A fragment of the nob1 3’-UTR containing either the predicted binding site for miR-215 or a mutated 3’-UTR was inserted into the psiCHECK2 vector (Promega, Madison, WI, USA), and named as Wt-NOB1 and Mut-NOB1, respectively. After verification by DNA sequencing, the psiCHECK2 vector containing either the Wt-NOB1, or Mut-NOB1 3’-UTR and miR-215 mimic or miR-NC was cotransfected into SKOV3 cells using a Lipofectamine 2000 (Invitrogen) following the manufacturer’s instructions. At 48 h after transfection, luciferase activity was measured using a dual-luciferase reporter assay system (Promega) and normalized to Renilla activity.

Western blot

Protein was extracted from cells using RIPA lysis buffer (Invitrogen) containing the protease inhibitors cocktail and PMSF according to the manufacturer’s protocol. The total concentration of protein was determined using BCA assay kit (Sigma). Equal amounts of protein lysates (30 μg each lane) were separated on a sodium dodecyl sulfate-polyacrylamide electrophoretic gel (SDS-PAGE) and transferred to nitrocellulose membranes (Bio-Rad, Munich, Germany). The membranes were blocked with 5% non-fat dry milk for 2 h and incubated with antibody against NOB1 p38MAPK, phosphorylated(p-) p38MAPK, p-ERK, ERK, JNK, p-JNK (all antibody from Santa Cruz Biotechnology, CA, USA) at 4°C overnight. The next day, the membrane was incubated with corresponding secondary antibodies HRP-conjugated for 2 h at room temperature. Protein bands were visualized with enhanced chemiluminescence reagent (ECL, Amersham, GE Healthcare, Velizy-Villacoublay, France) and exposed on an X-ray film. Blots were reprobed with GAPDH to control for loading variations.
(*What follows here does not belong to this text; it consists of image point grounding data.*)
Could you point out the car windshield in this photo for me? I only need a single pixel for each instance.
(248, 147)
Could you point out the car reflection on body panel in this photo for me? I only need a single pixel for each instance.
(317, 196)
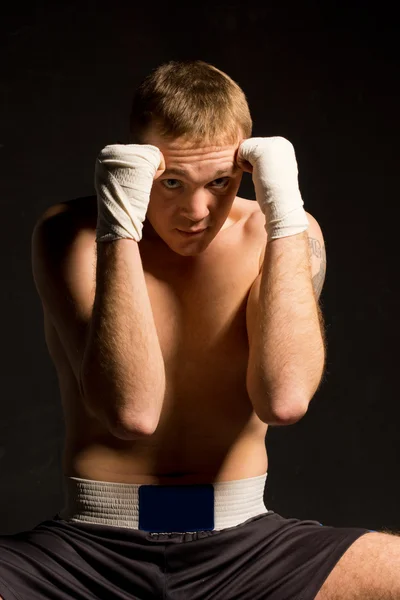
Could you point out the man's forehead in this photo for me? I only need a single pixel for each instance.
(218, 158)
(180, 172)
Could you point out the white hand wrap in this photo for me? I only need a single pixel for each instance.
(275, 178)
(123, 179)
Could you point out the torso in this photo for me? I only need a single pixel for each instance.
(208, 430)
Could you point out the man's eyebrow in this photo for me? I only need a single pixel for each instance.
(183, 173)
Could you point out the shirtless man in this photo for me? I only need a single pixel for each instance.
(174, 353)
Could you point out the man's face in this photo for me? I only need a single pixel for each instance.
(196, 191)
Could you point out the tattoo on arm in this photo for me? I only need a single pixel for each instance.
(318, 250)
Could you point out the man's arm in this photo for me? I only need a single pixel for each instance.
(103, 317)
(287, 353)
(285, 327)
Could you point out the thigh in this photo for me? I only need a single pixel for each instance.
(266, 558)
(368, 570)
(59, 561)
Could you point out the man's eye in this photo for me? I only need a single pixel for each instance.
(171, 184)
(221, 182)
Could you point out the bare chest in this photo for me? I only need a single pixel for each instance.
(200, 317)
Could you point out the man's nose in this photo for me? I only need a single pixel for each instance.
(195, 205)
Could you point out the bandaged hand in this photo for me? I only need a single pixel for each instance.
(124, 176)
(275, 178)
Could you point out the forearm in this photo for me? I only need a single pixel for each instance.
(287, 355)
(123, 373)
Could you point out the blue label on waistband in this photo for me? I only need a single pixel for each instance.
(178, 508)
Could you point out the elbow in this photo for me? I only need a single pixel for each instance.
(280, 409)
(125, 429)
(288, 414)
(121, 424)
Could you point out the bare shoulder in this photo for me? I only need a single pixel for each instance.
(63, 265)
(79, 213)
(255, 226)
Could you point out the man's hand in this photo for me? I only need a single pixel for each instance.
(272, 162)
(124, 177)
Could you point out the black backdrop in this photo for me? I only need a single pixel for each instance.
(327, 78)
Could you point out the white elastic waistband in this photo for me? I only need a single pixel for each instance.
(117, 504)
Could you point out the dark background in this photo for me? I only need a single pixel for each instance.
(327, 78)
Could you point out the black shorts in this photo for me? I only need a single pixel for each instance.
(267, 557)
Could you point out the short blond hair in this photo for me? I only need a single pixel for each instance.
(193, 100)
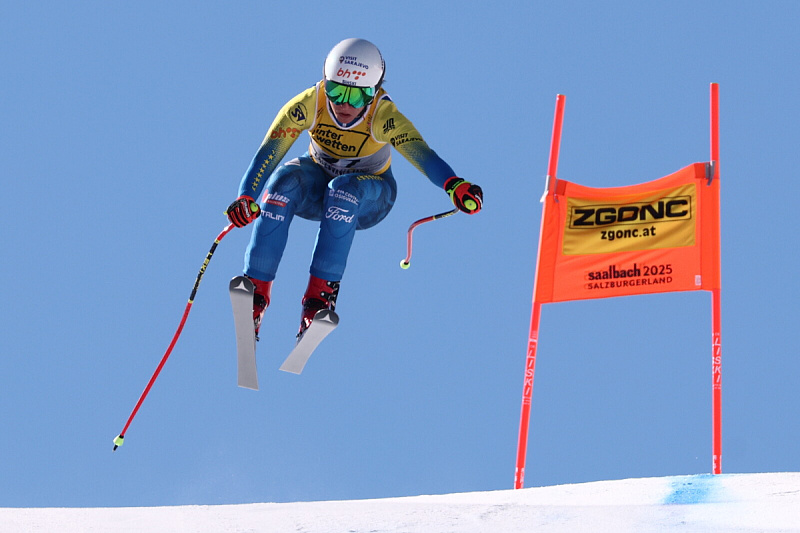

In vivo tumor growth model

Twenty of five-week-old BALB/C nude male mice (20-25 g) were brought from the Experimental Animal Center of Changchun Institute for Biological Sciences (Changchun, China) and were maintained in the pathogen-free (SPF) conditions. All animal experiments were approved by National Institutes of Health Animal Care and the Use Committee guidelines of the Jilin University (Changchun, China).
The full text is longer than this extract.